Typically, this is the usual game of chicken that we're used to seeing but it eventually gets done. So, is this time any different?
As much as politicians like to be dramatic and make a big deal about everything, my take is that all of this will get done one way or another - as it always has. If push comes to shove, Congress could just avert a shutdown by passing a continuing resolution. That just buys them more time to get the bills passed. So, no biggie.
Polymarket currently has odds of a shutdown at 72% but that is down slightly from before the weekend at around 83%. It's still a high number but again, politicians just love a good game of chicken right up until the last second.
However, what if a US government shutdown really does happen? What will be the impact to markets?
The way I see it is that a shutdown is mostly an operational disruption rather than an economic one.
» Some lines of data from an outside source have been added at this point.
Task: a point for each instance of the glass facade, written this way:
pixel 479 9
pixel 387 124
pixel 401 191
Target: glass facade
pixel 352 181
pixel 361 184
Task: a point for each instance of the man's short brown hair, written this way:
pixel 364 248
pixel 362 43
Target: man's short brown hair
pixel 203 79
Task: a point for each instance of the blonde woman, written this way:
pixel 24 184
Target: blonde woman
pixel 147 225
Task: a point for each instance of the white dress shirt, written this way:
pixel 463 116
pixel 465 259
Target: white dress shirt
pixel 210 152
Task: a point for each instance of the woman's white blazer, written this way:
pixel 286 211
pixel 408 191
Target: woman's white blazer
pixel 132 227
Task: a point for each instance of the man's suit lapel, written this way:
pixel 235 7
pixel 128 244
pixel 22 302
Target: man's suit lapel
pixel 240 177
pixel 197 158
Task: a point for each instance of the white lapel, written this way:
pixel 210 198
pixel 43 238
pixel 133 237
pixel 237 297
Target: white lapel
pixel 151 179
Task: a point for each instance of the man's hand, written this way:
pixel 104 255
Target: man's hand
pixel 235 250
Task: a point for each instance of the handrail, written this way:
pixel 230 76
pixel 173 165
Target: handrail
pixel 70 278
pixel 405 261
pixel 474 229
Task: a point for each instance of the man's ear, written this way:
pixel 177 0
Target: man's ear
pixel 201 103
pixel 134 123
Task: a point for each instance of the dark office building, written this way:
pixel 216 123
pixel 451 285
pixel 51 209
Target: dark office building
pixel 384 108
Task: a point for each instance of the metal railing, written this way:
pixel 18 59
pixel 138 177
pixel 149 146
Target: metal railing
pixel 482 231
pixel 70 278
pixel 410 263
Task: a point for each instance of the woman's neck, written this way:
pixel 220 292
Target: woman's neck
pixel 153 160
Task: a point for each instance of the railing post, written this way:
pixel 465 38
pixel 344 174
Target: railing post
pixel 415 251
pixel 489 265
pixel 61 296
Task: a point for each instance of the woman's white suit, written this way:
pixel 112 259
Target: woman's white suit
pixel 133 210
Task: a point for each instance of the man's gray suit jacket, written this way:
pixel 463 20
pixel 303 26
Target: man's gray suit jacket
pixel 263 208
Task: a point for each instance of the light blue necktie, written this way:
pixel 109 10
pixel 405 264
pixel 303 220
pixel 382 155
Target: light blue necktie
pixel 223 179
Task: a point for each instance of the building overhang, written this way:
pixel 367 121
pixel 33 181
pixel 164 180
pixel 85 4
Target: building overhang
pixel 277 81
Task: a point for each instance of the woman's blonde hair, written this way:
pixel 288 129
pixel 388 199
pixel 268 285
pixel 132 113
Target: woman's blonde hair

Unless it leads to permanent layoffs of some sort, then there might be more impact for markets to digest. Otherwise, it's all just going to be temporary. As such, the impact to markets is arguably going to be minimal; if not hardly felt.
In fact, BofA estimates that any major shutdown would only subtract 0.1% from economic growth for every week it lasted.
So, why is the operational disruption a key risk event for markets then?
The thing is if we do get a shutdown on 1 October, that will delay the key economic releases that we will be getting this week. The BLS and Census Bureau are not part of the list of 'essential operations' during a shutdown, so they won't be working.
And that means the weekly initial jobless claims as well as the non-farm payrolls data this week could very well be delayed to a further date. In the grand scheme of things, it shouldn't be too consequential as the data will still be the data. However, it could very well stir up some nervousness in markets with the potential for the CPI data in mid-October to be delayed as well.
So, that's the key risk in scrutinising the US government shutdown that could happen this time around. And that being how these data delays might feed into the Fed decision at the end of October.